We ended with complimentary little cups of cold aerated chocolate with a bit of mascarpone. In this case, the simplicity paid great dividends.
The end brought a check for $235 (the foie gras having added $11).
My gestalt is that the food was good, perhaps a little show-offy in conception and plating without commensurate added benefit. A few of our dishes struck me as someone trying too hard, or square-peg-round-hole. I thought the wine pairings were very well-conceived. The space was very comfortable, and as I said, the service was excellent. So I was neither overwhelmed no underwhelmed--let's just say 'whelmed'.
Measured against my latest quality/value standard (Cafe Munir), I can't say Altura was a 6x better experience. As haute cuisine goes, maybe... But other than Thierry's conviviality, it was a better experience than Rover's.

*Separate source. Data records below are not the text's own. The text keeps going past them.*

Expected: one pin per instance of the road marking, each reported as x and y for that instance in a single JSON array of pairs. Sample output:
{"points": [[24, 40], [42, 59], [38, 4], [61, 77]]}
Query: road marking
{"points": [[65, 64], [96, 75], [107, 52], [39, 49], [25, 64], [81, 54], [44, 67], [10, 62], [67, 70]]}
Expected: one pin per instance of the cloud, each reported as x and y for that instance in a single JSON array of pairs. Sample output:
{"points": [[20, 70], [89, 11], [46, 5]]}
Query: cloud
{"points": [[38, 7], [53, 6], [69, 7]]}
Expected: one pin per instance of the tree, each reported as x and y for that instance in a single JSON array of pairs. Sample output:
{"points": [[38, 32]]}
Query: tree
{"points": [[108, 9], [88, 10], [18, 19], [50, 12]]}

Thanks for the detailed and even-handed report, Kaleo. I’m glad that the anniversary dinner experience was, overall, a good one and that you were at least “whelmed.” I haven’t had any of the dishes that you and your bride chose, so was especially interested in your report. I always get inspiration for my own cooking from Nathan’s preparations, and the halibut with anchovy crust definitely got my attention.
I’ll add my experience at Café Munir to the thread where you reported your experience there (http://chowhound.chow.com/topics/885005), but I certainly understand and appreciate the “value” issue at all high-end restaurants, including Altura – an issue that I briefly raised in the thread that followed my post about my first visit to Altura (http://chowhound.chow.com/topics/8209...). It might be interesting to start a thread on Chowhound’s Greater Seattle board about what Seattle restaurants offer the best value for “high-end” dining (meaning expensive, carefully sourced ingredients used in complex, labor-intensive preparations, etc.). I’m willing to spend up for the occasional high-end meal, even though I completely understand the joy of eating less fussed-up and precious preparations that still manage to dazzle the palate at a fraction of the cost.
I think you order much more judiciously than I do, since my tab at Café Munir was $81 for my wife and me. Still a very good value, however.